Wednesday, March 18, 2009

The Los Angeles Times of Wednesday, March 18, 2009, contained an interesting opinion piece by Timothy Rutten. He starts with an odd assertion:
"President Obama and his administration have made a complete shambles of the AIG bailout..."

Whether Obama & Co. have messed up remains to be seen. What is truly worth reading is Rutten's concluding points about American unionism:
"The last time the right of contract was draped in as much sanctimony was when lawyers representing the robber barons of our first Gilded Age argued that the inviolability of contracts precluded the adoption of child labor laws.Think back for a second to the beginnings of the financial crisis last year. When the auto companies went to the Bush administration asking for help, the first conditions imposed on them were executive pay cuts and renegotiation of their union contracts to bring down labor costs. The United Auto Workers went along because it wanted to save the firms and the jobs of the workers they employ. What we're essentially being asked to believe is that employment contracts involving hardworking men and women on Detroit's assembly lines are somehow less legally binding -- less "sacred" in the current rhetorical argot -- than those protecting a bunch of cowboy securities traders living in Connecticut. When Larry Summers, Obama's chief economic advisor, piously tells us that the administration's hands are tied because we all must abide "by the rule of law," perhaps it's time to ask: What rule and for whom?"

Here's the guts of his argument, and it is salient for all workers, everywhere - in Australia, from which this blog is being written, and in the US, Rutten's primary target:
"For years, the smart guys on Wall Street have convinced a growing number of Americans that organized labor is an impediment to economic progress, an unacceptable "cost" in a globalized system of production, a quaint social fossil from the era of mills and smokestacks. If there's a lesson to be gleaned from the current crisis, however, it's that when the chips are down, organized labor is a far more responsible social actor than the snatch-and-run characters who fancy themselves financiers.The implications of this are wider than most of us imagine, and they deserve to be considered.

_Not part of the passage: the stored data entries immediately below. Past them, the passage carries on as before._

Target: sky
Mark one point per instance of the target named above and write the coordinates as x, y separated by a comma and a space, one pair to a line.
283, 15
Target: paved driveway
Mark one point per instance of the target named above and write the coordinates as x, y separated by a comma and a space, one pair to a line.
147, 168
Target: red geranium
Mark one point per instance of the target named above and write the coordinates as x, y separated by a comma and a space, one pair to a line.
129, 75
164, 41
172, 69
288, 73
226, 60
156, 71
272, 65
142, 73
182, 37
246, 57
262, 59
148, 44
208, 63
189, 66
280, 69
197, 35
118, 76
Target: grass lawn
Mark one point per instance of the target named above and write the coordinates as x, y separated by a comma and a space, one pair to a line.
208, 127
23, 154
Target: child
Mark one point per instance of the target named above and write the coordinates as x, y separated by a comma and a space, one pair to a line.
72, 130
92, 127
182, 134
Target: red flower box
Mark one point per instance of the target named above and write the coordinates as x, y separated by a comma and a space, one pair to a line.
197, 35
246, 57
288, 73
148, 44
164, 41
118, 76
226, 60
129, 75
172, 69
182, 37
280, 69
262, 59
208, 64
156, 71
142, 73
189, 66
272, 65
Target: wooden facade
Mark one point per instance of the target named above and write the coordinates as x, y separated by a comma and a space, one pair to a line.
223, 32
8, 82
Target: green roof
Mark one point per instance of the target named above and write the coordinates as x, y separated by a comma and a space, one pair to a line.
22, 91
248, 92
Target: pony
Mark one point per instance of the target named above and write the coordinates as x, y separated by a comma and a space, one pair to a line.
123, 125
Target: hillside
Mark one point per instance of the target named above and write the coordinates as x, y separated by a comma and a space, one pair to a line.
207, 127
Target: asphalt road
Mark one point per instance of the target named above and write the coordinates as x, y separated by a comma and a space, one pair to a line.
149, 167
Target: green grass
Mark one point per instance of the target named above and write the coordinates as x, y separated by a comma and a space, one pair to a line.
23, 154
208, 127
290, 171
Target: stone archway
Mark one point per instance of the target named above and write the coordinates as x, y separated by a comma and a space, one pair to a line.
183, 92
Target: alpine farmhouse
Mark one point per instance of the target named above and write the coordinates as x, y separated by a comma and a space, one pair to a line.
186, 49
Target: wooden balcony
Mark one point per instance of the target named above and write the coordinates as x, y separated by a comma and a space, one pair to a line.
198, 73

Today, slightly less than 8% of all American workers belong to a union. Half a century ago, when more than one in three American workers were unionized, the middle class was growing -- not simply because organized labor won better wages and benefits for its members but because the presence of a vigorous labor movement pulled everybody else's compensation up as well. As union membership dropped, middle-class incomes -- and average families' share of the nation's wealth -- stagnated and then fell. Families compensated for their reduced opportunity at first by sending both parents into the workplace, then by working more hours and, more recently, by simply going deeper and deeper into debt. At the same time, the incomes and share of the national wealth held by people like the AIG securities traders grew exponentially.The Employee Free Choice Act, currently pending in both houses of Congress, would give unions the tools they need to reorganize a reasonable share of the American workplace. Whatever the howls of opposition from Wall Street's mandarins and their lackeys, the House and Senate ought to pass the bill and Obama ought to sign it as quickly as possible. We may have to swallow the outrage and injustice of AIG's and Goldman Sachs' venality and social irresponsibility for the moment, but we ought to spare our children that bitter taste.